From the balcony, gripping the banister, I looked into the barroom. The men were standing in a circle, looking inwards and down. The bartender was standing back, a broken truncheon in his hand. The woman was leaning against the counter, one hand at her throat. No one moved. I waited, scarcely breathing, knowing that there was some terrible centrepiece to that silent circle. I wanted to bear no witness to this scene: my impulse was to creep back up the stairs but I could not move. My legs seemed to grow from the floor, my hand was glued to the railing.

The big, bearded man moved. Something flashed silver in his hand — flashed silver and, turning, flashed red. His hand went to his pocket, he stepped aside. Another man moved. One by one they broke from that ring, cast off by the centrifugal force of shock; they went to the doors. I saw the body around which that motionless orbit had described its silent arc. Blood had spread out like melted wax; in that blood, the body was like a fossil, preserved forever in red amber.

It was Sam Jasper, and he was dead.

The woman walked out, stumbling, still holding her throat. Only the bartender remained. He still gripped the broken truncheon, like driftwood that kept him afloat in reality; his face was as bloodless as if he, too, had spilled his veins onto the floor.
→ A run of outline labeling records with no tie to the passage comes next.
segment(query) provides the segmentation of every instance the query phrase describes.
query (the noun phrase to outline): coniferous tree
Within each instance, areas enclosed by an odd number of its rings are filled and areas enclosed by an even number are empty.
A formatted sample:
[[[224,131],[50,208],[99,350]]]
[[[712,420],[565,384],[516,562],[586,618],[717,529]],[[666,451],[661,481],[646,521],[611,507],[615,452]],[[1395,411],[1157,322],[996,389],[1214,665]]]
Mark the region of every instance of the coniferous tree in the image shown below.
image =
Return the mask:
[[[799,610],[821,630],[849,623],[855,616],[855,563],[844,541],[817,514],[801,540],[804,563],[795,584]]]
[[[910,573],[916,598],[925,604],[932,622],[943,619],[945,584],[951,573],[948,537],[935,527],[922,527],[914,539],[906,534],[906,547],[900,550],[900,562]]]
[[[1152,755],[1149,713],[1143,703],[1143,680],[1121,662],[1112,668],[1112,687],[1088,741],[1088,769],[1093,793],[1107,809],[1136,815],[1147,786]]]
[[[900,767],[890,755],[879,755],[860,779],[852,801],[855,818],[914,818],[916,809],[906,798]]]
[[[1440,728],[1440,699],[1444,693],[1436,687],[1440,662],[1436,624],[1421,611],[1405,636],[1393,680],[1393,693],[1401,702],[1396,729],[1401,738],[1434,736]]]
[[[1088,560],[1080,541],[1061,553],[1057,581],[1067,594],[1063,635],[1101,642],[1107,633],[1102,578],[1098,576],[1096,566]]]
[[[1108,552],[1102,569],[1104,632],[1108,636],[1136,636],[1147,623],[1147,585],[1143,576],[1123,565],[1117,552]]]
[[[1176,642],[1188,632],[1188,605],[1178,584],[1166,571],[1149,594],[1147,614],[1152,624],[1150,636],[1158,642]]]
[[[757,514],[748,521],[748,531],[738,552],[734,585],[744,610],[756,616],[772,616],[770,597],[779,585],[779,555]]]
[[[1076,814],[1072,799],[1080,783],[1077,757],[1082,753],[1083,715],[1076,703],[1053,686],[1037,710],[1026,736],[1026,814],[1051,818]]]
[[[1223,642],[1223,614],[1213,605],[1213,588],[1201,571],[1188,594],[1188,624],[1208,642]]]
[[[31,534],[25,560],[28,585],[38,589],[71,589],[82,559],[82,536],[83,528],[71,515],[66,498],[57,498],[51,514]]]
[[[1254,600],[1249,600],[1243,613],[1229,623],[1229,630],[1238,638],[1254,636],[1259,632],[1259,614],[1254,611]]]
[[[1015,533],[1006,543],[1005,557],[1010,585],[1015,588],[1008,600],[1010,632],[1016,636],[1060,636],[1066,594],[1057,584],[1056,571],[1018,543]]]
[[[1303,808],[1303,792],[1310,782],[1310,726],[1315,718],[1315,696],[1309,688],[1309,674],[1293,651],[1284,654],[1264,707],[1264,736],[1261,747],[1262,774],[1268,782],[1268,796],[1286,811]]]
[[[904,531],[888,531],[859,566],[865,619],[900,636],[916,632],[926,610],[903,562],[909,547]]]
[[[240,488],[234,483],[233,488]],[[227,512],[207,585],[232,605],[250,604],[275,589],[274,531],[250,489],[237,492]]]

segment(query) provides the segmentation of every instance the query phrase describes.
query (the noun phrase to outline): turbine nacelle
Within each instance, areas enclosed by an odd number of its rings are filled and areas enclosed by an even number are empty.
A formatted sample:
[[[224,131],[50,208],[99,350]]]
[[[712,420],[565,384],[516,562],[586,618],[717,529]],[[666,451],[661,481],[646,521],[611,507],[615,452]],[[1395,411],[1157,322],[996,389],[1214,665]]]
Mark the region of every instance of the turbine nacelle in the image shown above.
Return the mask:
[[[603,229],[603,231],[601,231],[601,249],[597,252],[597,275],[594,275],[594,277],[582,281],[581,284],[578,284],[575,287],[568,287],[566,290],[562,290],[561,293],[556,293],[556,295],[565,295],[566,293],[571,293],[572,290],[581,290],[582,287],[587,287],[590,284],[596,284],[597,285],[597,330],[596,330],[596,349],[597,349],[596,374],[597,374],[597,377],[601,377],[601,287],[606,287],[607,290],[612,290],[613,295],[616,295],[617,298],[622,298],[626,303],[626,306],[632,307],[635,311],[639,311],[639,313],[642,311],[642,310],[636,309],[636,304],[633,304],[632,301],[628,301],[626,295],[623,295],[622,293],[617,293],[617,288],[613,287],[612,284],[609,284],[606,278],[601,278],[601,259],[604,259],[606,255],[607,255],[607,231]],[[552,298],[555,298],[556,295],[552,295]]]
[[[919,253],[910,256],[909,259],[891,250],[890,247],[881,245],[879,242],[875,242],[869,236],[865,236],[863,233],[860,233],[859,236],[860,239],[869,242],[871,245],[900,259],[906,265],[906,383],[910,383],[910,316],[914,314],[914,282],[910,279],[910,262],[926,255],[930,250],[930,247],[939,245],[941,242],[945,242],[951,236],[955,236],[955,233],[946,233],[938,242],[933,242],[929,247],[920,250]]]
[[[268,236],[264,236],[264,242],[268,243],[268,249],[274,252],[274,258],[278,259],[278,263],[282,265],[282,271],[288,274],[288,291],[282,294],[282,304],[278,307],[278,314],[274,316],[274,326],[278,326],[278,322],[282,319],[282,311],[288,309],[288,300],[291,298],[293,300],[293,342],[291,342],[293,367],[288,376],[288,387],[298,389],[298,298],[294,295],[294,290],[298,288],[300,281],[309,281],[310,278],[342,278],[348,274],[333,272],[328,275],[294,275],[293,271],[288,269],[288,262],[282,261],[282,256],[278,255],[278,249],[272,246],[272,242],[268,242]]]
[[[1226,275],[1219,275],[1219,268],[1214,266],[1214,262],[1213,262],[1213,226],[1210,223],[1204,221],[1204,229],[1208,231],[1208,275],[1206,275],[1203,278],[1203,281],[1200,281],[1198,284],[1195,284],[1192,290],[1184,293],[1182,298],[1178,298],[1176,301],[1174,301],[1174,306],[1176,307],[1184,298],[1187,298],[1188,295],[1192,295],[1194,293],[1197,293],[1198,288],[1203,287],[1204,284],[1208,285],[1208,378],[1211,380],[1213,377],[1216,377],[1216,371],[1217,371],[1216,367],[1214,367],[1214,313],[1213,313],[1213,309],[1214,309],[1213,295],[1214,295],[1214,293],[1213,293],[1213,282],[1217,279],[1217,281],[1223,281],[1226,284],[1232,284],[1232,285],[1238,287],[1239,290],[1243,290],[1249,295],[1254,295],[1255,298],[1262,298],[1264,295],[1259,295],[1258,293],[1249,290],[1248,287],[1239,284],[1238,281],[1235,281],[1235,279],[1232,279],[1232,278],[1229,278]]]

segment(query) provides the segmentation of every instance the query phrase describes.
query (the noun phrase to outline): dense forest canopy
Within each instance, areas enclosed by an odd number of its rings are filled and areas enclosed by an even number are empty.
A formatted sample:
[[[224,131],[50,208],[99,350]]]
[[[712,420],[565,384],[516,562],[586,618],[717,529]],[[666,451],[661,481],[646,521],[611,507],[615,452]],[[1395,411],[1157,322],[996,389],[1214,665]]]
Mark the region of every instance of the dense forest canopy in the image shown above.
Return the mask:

I was able to move then — I had to move, for my trembling legs threatened to collapse. I went down the final steps into the room. The bartender turned towards me.

‘I don’t know,’ he said.

He had anticipated my words; already launched from my throat, they came out, anyway: ‘What happened?’

‘I don’t know,’ he said, again.

I was trying not to look at Sam. I looked at the telephone and the bartender followed my gaze. He moved towards the phone and I stepped forwards. Then he came back towards me and I stopped. It was like some ritual dance choreographed in Hell. He moved the broken club like a baton, leading the silent music of our gavotte. Then he broke the pattern, leaning against the bar, his head lowered. He began to speak.

* * *

‘Jasper,’ he said. ‘But not like Jasper. He came in the door. Someone asked him how he was, but he didn’t answer. His mouth was open but not making any noise and… drooling. He came at us. Not fast, he had a strange, deliberate step… not like he was weak, like he was just remembering how to walk…’ The barman’s throat worked convulsively, disgorging his words as if vomiting up poisoned food. ‘… His fingernails… teeth… like an animal… Nobody did anything at first, we all knew old Sam…’ He looked at me as if he wanted confirmation. I nodded. I could imagine those men, confronted by the unknown, unable to react… unable to identify the nail that had to be hammered. ‘But then he grabbed Sally. She’d jumped up on top of the bar. Sometimes she used to dance on the bar,’ he said, as if that were miraculous. ‘Sam got her by the ankle… pulled her off. Her back hit the edge of the bar and she screamed… then everyone got hold of him… it was because of Sally… if she hadn’t of moved… that’s when Sam went for her, when she jumped up on the bar…’ He stared at me. He was justifying it. An attack on a woman had played the catalyst to their stunned immobility, it was a thing to which they could react in their fashion. I nodded my understanding.